Lee Jong Won, qui a été acclamé par la critique pour ses rôles dans "My Dearest" et "The Golden Spoon", apporte une qualité solide et sérieuse à ses personnages. En tant que Min-jun, il devrait incarner l'homme ordinaire pris dans un cauchemar extraordinaire, sa nature pratique s'érodant lentement sous la pression incessante du surnaturel. Leur dynamique, mélange de déduction analytique et de réaction viscérale, devrait être un point d'ancrage fort pour la tension du film. "Travailler sur un film d'horreur comme celui-ci est incroyablement difficile mais aussi incroyablement gratifiant", a déclaré Kim Hye Yoon lors d'une récente interview. "Cela vous pousse émotionnellement vers des endroits que vous ne visitez pas souvent." Lee Jong Won a ajouté : "L'isolement du lieu et l'histoire elle-même ont créé un environnement très intense sur le plateau, qui, je pense, se traduira puissamment à l'écran."

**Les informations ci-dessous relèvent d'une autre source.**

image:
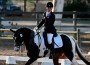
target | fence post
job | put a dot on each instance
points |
(78, 37)
(74, 22)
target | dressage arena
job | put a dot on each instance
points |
(11, 57)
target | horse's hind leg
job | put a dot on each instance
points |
(71, 56)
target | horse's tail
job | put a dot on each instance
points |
(80, 54)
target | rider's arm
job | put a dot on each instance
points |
(41, 22)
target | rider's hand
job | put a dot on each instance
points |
(36, 28)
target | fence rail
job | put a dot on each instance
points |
(11, 60)
(77, 33)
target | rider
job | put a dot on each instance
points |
(48, 20)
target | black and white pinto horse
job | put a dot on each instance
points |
(26, 36)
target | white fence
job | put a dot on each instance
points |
(11, 60)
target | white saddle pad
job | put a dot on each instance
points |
(58, 41)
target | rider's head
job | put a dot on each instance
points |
(49, 6)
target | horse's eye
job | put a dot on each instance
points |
(21, 35)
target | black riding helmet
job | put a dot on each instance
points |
(49, 4)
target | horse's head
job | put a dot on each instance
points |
(18, 38)
(21, 35)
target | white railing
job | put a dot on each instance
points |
(11, 60)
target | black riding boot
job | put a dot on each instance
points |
(49, 46)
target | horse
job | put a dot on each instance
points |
(26, 36)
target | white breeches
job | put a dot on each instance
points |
(49, 37)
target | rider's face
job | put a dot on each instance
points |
(49, 9)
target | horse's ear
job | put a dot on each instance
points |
(12, 31)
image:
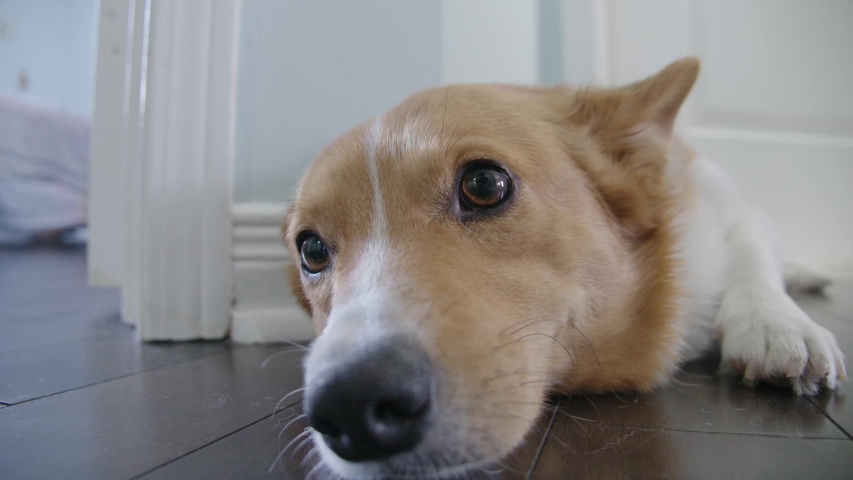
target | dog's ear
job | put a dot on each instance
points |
(292, 272)
(632, 129)
(653, 102)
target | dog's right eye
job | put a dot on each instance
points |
(315, 255)
(483, 187)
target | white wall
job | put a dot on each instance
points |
(53, 41)
(311, 70)
(491, 41)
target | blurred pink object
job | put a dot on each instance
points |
(44, 168)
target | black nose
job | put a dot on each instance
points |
(376, 405)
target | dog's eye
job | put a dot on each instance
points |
(484, 187)
(315, 255)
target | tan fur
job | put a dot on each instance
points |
(573, 288)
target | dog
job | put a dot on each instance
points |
(481, 247)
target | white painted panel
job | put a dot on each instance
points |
(52, 43)
(776, 64)
(490, 41)
(311, 70)
(118, 94)
(642, 36)
(804, 188)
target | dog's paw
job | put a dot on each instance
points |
(765, 336)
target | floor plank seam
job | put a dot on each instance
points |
(746, 434)
(829, 417)
(202, 447)
(542, 443)
(151, 369)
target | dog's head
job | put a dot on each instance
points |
(472, 251)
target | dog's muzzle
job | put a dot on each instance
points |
(375, 404)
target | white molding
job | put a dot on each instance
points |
(115, 118)
(265, 310)
(178, 281)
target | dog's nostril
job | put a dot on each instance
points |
(399, 410)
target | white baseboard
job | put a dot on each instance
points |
(265, 310)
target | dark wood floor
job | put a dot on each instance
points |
(81, 399)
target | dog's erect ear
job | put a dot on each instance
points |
(632, 126)
(654, 101)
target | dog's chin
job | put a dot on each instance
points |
(437, 461)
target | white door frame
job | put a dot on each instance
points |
(166, 125)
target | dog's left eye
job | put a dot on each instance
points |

La résurgence de l'emprise psychologique de K-Horror
"Salmokji : Whispering Water" arrive à un moment où l'horreur coréenne connaît une renaissance mondiale, célébrée pour son mélange unique de profondeur psychologique, de commentaires sociaux et d'effroi véritablement terrifiants. Des images trouvées de « Gonjiam : Haunted Asylum » à la terreur viscérale de « The Wailing », K-horror a constamment repoussé les limites. "Salmokji" semble perpétuer cette tradition, en tirant parti d'un style contemporain de "images trouvées" à travers le concept de vue sur la route tout en exploitant les peurs profondément ancrées associées aux lieux oubliés et aux esprits vengeurs.
Prévu pour une sortie en salles en Corée du Sud en décembre 2024, avec des discussions de distribution internationale déjà en cours, "Salmokji : Whispering Water" est sur le point de devenir une entrée importante. Avec son principe convaincant, son casting talentueux et son réalisateur désireux de créer une expérience vraiment troublante, DailyWiz prédit que ce film sera un incontournable pour les amateurs d'horreur du monde entier. Préparez-vous à écouter attentivement, car les eaux de Salmokji sont sur le point de murmurer leurs terrifiants secrets.